Setelah melakukan studi molekuler dan morfologi, ditentukan bahwa spesies tersebut sesuai dengan genus monospesifik baru (Cumulolejeunea).
Referensi
- Fram J (2012) Dua abad Sistematika Bryophytes - Apa yang akan membawa masa depan? Arsip untuk Bryology 120: 1-16.
- Gao B, X Li, D Zhang, Y Liang, H Yang, M Chen, Y Zhang, J Zhang dan A Wood (2017) Toleransi pengeringan pada lumut: transkriptom dehidrasi dan rehidrasi di bryophyte Bryum argenteum yang dapat ditoleransi pengeringan. Laporan Ilmiah Alam 7.
- Hedenäs L (2016) Keanekaragaman intraspesifik penting dalam konservasi lumut - spacer transkripsi internal dan variasi intron rpl16 G2 di beberapa lumut Eropa. Jurnal Bryology 38: 173-182
- Lewis L, SM Ickert-Bond, EM Biersma, P Convey, B Goffinet, Kr Hassel, HKruijer, C La Farge, J Metzgar, M Stech, JC Villarreal dan S McDaniel (2017) Arah masa depan menjadi prioritas untuk penelitian Arktik bryophyte Arctic Science 3: 475-497
- Monteiro J dan C Vieira (2017) Determinan struktur komunitas lumut sungai: membawa ekologi ke dalam konservasi. Biologi Air Tawar 62: 695-710.
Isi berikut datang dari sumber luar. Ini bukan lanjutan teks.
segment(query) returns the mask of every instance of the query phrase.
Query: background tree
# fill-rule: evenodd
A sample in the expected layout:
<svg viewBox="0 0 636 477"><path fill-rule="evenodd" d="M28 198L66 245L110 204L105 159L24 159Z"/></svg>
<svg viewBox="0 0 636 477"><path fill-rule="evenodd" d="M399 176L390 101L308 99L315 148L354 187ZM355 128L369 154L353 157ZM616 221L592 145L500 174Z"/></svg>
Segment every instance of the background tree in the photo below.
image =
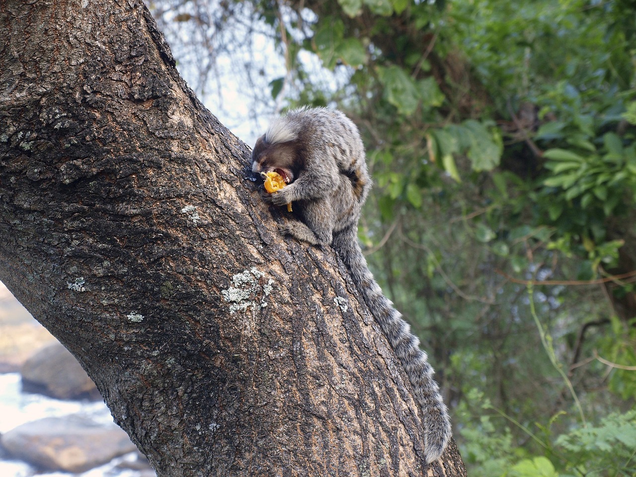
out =
<svg viewBox="0 0 636 477"><path fill-rule="evenodd" d="M169 31L268 32L286 71L252 66L275 101L360 125L361 235L471 475L633 473L633 2L160 3L195 20Z"/></svg>
<svg viewBox="0 0 636 477"><path fill-rule="evenodd" d="M0 25L0 277L158 475L465 474L453 446L424 464L347 271L279 235L142 3Z"/></svg>

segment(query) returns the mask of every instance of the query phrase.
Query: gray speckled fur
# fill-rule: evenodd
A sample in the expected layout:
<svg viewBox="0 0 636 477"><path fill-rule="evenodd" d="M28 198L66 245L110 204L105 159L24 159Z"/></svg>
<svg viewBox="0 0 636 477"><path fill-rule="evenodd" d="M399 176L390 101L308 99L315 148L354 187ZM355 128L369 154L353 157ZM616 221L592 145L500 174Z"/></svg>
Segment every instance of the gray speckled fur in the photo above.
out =
<svg viewBox="0 0 636 477"><path fill-rule="evenodd" d="M338 111L301 108L274 120L252 153L254 172L275 169L291 183L271 196L292 202L299 220L283 233L312 245L331 245L349 267L358 290L403 366L420 404L427 462L437 460L451 435L448 410L420 340L382 294L357 242L360 211L371 187L364 147L356 125Z"/></svg>

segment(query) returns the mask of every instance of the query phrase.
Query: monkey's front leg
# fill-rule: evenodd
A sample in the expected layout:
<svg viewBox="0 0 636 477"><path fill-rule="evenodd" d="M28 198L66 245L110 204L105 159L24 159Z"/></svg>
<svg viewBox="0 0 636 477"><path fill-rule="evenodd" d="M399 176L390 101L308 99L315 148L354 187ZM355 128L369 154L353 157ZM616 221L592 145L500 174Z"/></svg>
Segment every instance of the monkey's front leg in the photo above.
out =
<svg viewBox="0 0 636 477"><path fill-rule="evenodd" d="M301 207L302 221L292 220L279 224L280 233L312 245L331 244L333 238L334 219L329 201L305 201Z"/></svg>

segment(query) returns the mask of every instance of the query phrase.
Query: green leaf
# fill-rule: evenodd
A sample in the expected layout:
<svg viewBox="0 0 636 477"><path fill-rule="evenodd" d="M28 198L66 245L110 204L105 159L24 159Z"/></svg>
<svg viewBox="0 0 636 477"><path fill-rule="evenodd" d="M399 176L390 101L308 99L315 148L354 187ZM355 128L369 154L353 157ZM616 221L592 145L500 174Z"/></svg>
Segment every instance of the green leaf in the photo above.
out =
<svg viewBox="0 0 636 477"><path fill-rule="evenodd" d="M583 158L578 154L565 149L549 149L543 153L544 157L555 161L578 161L583 162Z"/></svg>
<svg viewBox="0 0 636 477"><path fill-rule="evenodd" d="M600 200L607 200L607 188L605 186L597 186L592 190L592 192Z"/></svg>
<svg viewBox="0 0 636 477"><path fill-rule="evenodd" d="M410 116L415 113L420 95L413 79L399 66L378 67L378 73L386 100L401 114Z"/></svg>
<svg viewBox="0 0 636 477"><path fill-rule="evenodd" d="M603 142L610 155L623 157L623 141L613 132L607 132L603 135Z"/></svg>
<svg viewBox="0 0 636 477"><path fill-rule="evenodd" d="M376 15L389 17L393 13L393 6L390 0L364 0L364 3Z"/></svg>
<svg viewBox="0 0 636 477"><path fill-rule="evenodd" d="M492 170L499 165L503 151L501 139L497 141L483 124L474 120L466 121L464 126L471 141L467 155L473 163L473 169Z"/></svg>
<svg viewBox="0 0 636 477"><path fill-rule="evenodd" d="M563 202L550 202L548 205L548 214L550 217L550 220L556 220L563 213Z"/></svg>
<svg viewBox="0 0 636 477"><path fill-rule="evenodd" d="M534 135L534 138L544 140L560 139L563 137L562 131L565 127L565 123L560 121L551 121L541 125L537 134Z"/></svg>
<svg viewBox="0 0 636 477"><path fill-rule="evenodd" d="M336 45L340 43L345 25L340 18L327 18L314 35L316 53L326 68L335 67L338 57L336 55Z"/></svg>
<svg viewBox="0 0 636 477"><path fill-rule="evenodd" d="M432 76L429 76L417 82L417 88L422 98L422 102L427 107L437 107L444 102L444 93Z"/></svg>
<svg viewBox="0 0 636 477"><path fill-rule="evenodd" d="M432 131L442 155L453 154L459 150L457 137L443 129Z"/></svg>
<svg viewBox="0 0 636 477"><path fill-rule="evenodd" d="M398 15L399 15L406 10L406 7L408 6L409 3L410 3L410 0L391 0L393 10L395 10Z"/></svg>
<svg viewBox="0 0 636 477"><path fill-rule="evenodd" d="M521 273L528 268L528 260L524 257L514 256L510 260L510 265L515 273Z"/></svg>
<svg viewBox="0 0 636 477"><path fill-rule="evenodd" d="M506 183L506 176L495 172L492 174L492 182L495 184L497 191L504 198L508 198L508 189Z"/></svg>
<svg viewBox="0 0 636 477"><path fill-rule="evenodd" d="M550 169L555 174L560 174L569 169L577 169L581 167L580 162L546 162L546 169Z"/></svg>
<svg viewBox="0 0 636 477"><path fill-rule="evenodd" d="M357 38L345 38L336 43L335 54L349 66L359 66L366 63L366 50Z"/></svg>
<svg viewBox="0 0 636 477"><path fill-rule="evenodd" d="M636 125L636 101L632 101L627 105L627 111L621 116L630 124Z"/></svg>
<svg viewBox="0 0 636 477"><path fill-rule="evenodd" d="M492 231L492 229L485 224L477 224L475 228L475 238L480 242L487 244L495 237L497 235Z"/></svg>
<svg viewBox="0 0 636 477"><path fill-rule="evenodd" d="M406 198L415 209L422 207L422 190L413 183L406 186Z"/></svg>
<svg viewBox="0 0 636 477"><path fill-rule="evenodd" d="M450 177L458 183L462 181L462 178L459 176L459 172L457 171L457 166L455 163L455 158L453 157L452 154L443 155L441 156L441 163L444 170L448 173Z"/></svg>
<svg viewBox="0 0 636 477"><path fill-rule="evenodd" d="M510 247L505 242L495 242L492 244L492 251L500 257L507 257L510 254Z"/></svg>
<svg viewBox="0 0 636 477"><path fill-rule="evenodd" d="M272 97L274 99L280 93L283 85L285 84L284 78L278 78L270 81L270 88L272 91Z"/></svg>
<svg viewBox="0 0 636 477"><path fill-rule="evenodd" d="M545 179L543 181L543 185L546 187L562 187L563 189L569 189L579 177L580 174L578 172L561 174Z"/></svg>
<svg viewBox="0 0 636 477"><path fill-rule="evenodd" d="M543 457L520 460L511 471L515 477L558 477L552 462Z"/></svg>
<svg viewBox="0 0 636 477"><path fill-rule="evenodd" d="M350 18L357 17L362 11L362 0L338 0L338 3Z"/></svg>

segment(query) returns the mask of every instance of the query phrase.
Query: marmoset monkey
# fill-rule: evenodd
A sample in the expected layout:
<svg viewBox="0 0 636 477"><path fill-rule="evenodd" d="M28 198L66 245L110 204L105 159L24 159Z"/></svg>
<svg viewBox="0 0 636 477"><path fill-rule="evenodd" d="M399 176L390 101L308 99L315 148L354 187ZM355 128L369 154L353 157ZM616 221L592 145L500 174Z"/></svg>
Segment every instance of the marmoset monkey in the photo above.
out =
<svg viewBox="0 0 636 477"><path fill-rule="evenodd" d="M279 225L282 233L312 245L331 245L406 371L422 409L426 462L441 455L450 419L420 340L382 294L357 242L360 211L371 187L364 146L342 113L300 108L275 119L252 152L252 170L275 172L286 183L271 195L275 205L293 204L300 220Z"/></svg>

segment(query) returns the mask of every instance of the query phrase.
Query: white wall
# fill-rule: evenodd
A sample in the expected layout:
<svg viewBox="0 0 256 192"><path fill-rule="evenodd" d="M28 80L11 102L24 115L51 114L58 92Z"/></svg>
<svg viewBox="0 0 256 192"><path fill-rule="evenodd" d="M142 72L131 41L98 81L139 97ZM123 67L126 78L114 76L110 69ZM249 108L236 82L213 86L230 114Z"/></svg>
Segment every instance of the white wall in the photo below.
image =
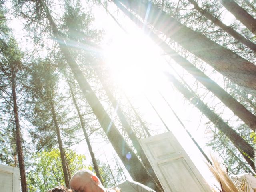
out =
<svg viewBox="0 0 256 192"><path fill-rule="evenodd" d="M19 168L0 164L0 191L20 192L20 175Z"/></svg>

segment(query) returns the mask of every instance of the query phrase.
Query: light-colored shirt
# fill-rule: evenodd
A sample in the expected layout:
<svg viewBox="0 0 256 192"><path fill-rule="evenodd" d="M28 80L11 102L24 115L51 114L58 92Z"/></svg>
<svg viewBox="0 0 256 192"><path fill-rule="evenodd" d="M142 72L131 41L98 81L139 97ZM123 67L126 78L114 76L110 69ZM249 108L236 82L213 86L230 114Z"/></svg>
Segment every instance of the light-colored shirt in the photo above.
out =
<svg viewBox="0 0 256 192"><path fill-rule="evenodd" d="M156 192L152 189L136 181L126 180L124 182L118 184L113 187L113 189L118 187L121 192Z"/></svg>

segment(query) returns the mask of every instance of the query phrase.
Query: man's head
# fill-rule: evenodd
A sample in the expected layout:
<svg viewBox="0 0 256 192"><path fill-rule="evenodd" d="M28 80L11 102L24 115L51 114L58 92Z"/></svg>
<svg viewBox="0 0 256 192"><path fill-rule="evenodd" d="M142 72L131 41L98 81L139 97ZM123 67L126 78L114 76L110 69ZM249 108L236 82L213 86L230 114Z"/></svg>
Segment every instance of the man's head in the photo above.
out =
<svg viewBox="0 0 256 192"><path fill-rule="evenodd" d="M71 189L67 189L64 186L60 186L50 190L48 191L48 192L74 192L74 191Z"/></svg>
<svg viewBox="0 0 256 192"><path fill-rule="evenodd" d="M75 173L70 180L71 188L77 192L104 192L106 189L91 171L82 169Z"/></svg>

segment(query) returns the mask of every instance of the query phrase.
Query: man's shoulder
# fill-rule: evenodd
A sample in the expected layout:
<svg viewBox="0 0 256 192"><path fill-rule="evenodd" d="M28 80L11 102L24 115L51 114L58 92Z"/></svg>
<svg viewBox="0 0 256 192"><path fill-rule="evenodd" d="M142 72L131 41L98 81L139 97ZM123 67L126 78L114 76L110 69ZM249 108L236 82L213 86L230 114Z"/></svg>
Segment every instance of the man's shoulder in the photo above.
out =
<svg viewBox="0 0 256 192"><path fill-rule="evenodd" d="M115 187L120 188L121 192L155 192L146 185L130 180L126 180Z"/></svg>

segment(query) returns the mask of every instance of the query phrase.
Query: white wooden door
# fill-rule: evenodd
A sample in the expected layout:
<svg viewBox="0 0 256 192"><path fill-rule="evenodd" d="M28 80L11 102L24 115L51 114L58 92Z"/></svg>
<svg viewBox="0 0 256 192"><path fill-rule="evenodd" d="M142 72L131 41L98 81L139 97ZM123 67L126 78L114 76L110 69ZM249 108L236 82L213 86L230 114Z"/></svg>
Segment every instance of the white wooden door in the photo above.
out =
<svg viewBox="0 0 256 192"><path fill-rule="evenodd" d="M1 191L20 192L20 169L18 168L0 164Z"/></svg>
<svg viewBox="0 0 256 192"><path fill-rule="evenodd" d="M165 192L212 191L171 132L140 143Z"/></svg>

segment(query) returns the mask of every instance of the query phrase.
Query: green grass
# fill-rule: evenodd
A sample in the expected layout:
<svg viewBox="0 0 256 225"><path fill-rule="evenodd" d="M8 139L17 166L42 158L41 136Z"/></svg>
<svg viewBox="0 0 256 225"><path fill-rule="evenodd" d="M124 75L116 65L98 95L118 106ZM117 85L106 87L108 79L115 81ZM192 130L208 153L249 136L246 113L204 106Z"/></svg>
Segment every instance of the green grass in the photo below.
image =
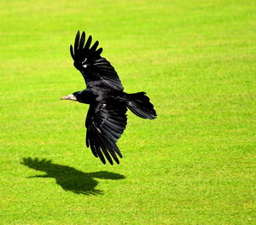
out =
<svg viewBox="0 0 256 225"><path fill-rule="evenodd" d="M0 8L0 224L255 224L256 2L53 2ZM128 113L119 165L59 101L79 29L158 112Z"/></svg>

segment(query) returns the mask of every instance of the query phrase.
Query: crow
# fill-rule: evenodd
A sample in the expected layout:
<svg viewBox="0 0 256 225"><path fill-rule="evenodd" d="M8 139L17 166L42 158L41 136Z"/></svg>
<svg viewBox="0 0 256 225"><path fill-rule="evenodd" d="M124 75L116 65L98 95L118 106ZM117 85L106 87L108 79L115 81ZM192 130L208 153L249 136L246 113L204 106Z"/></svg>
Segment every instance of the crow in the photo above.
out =
<svg viewBox="0 0 256 225"><path fill-rule="evenodd" d="M80 35L79 31L74 46L70 45L70 54L73 66L84 78L86 89L61 99L90 105L85 119L87 147L90 147L92 153L103 164L105 157L111 164L113 159L119 164L117 155L122 158L122 154L116 143L126 126L127 108L137 116L149 119L156 118L156 112L145 92L123 91L113 66L101 56L102 48L97 49L99 42L91 46L90 35L85 40L85 32Z"/></svg>

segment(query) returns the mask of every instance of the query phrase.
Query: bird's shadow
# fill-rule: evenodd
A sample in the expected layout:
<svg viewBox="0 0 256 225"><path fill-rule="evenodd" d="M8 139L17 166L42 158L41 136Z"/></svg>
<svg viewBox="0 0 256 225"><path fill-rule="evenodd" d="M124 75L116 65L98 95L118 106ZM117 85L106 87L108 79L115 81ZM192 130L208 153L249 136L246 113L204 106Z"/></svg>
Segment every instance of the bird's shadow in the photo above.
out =
<svg viewBox="0 0 256 225"><path fill-rule="evenodd" d="M67 165L53 164L51 160L47 160L46 159L23 158L20 164L46 173L45 175L37 175L28 178L55 178L56 183L63 190L79 194L96 195L103 193L102 191L96 189L98 182L94 178L110 180L125 178L123 175L108 171L84 173Z"/></svg>

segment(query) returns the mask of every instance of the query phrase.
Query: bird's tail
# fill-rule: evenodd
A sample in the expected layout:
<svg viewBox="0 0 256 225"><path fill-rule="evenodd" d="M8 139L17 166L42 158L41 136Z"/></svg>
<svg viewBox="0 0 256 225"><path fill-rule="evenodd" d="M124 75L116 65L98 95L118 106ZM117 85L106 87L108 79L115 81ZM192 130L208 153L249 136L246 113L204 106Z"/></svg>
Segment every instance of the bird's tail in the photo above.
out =
<svg viewBox="0 0 256 225"><path fill-rule="evenodd" d="M154 119L156 118L156 112L145 94L145 92L127 94L127 107L140 118Z"/></svg>

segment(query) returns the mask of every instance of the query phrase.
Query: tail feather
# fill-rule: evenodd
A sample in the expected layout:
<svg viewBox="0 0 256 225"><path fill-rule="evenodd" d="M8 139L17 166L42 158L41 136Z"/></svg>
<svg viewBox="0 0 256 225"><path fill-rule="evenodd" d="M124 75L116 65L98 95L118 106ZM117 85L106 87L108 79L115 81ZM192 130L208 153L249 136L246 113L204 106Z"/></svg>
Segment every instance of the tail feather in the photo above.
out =
<svg viewBox="0 0 256 225"><path fill-rule="evenodd" d="M127 107L140 118L154 119L156 118L156 112L145 94L145 92L128 94Z"/></svg>

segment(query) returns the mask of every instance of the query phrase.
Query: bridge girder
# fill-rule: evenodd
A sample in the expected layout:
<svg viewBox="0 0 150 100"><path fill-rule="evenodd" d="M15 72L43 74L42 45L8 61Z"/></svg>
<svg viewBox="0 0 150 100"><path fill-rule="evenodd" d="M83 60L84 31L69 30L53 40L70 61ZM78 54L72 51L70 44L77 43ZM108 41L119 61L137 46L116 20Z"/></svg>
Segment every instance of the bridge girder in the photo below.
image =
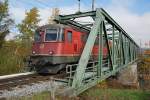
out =
<svg viewBox="0 0 150 100"><path fill-rule="evenodd" d="M87 27L89 26L88 24L82 25L74 21L74 19L81 17L92 17L94 20L93 26L89 28ZM80 60L78 64L76 64L76 71L74 74L70 72L71 77L69 85L75 90L76 94L116 74L121 69L137 60L139 46L102 8L98 8L96 11L91 12L60 15L55 18L55 21L89 31L89 36ZM110 25L111 29L110 27L107 28L107 25ZM93 69L96 68L96 70L93 71L91 77L87 80L85 78L87 77L87 65L97 37L99 37L98 62L96 64L94 63ZM109 42L112 44L110 45ZM104 43L108 51L107 66L103 63Z"/></svg>

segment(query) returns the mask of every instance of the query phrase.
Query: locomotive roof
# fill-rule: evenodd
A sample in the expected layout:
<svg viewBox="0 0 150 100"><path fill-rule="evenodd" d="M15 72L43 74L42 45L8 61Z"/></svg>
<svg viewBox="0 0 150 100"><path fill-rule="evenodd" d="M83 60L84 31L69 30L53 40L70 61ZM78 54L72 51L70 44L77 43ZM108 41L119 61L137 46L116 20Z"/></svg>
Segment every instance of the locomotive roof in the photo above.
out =
<svg viewBox="0 0 150 100"><path fill-rule="evenodd" d="M87 30L84 30L84 29L79 29L79 28L76 28L76 27L73 27L73 26L69 26L69 25L64 25L64 24L47 24L47 25L43 25L43 26L40 26L39 28L37 28L37 30L41 30L41 29L45 29L45 28L50 28L50 27L60 27L60 28L72 28L74 30L77 30L77 31L81 31L81 32L88 32Z"/></svg>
- Peñaloza G, B Azevedo, C Teixeira, L Fantecelle, N dos Santos dan A Maciel-Silva (2017) Lumut pada singkapan batu besi Brasil: Keanekaragaman, pemfilteran lingkungan, dan implikasi konservasi. Flora: 238: 162-174.
- Sousa F, PG Foster, P Donoghue, H Schneider dan CJ Cox (2018) Filogenik protein nuklir mendukung monofili dari tiga kelompok lumut (Bryophyta Schimp.) New Phytologist.
- Vitt D (2000) Klasifikasi lumut: dua ratus tahun setelah Hedwig. Nova Hedwigia 70: 25-36.
- Zhu R dan L Shu (2018) Posisi sistematis Microlejeunea ocellata (Marchantiophyta: Lejeuneaceae), spesies luar biasa endemik Australia dan Selandia Baru. Ahli Bryologi, 121: 158-165.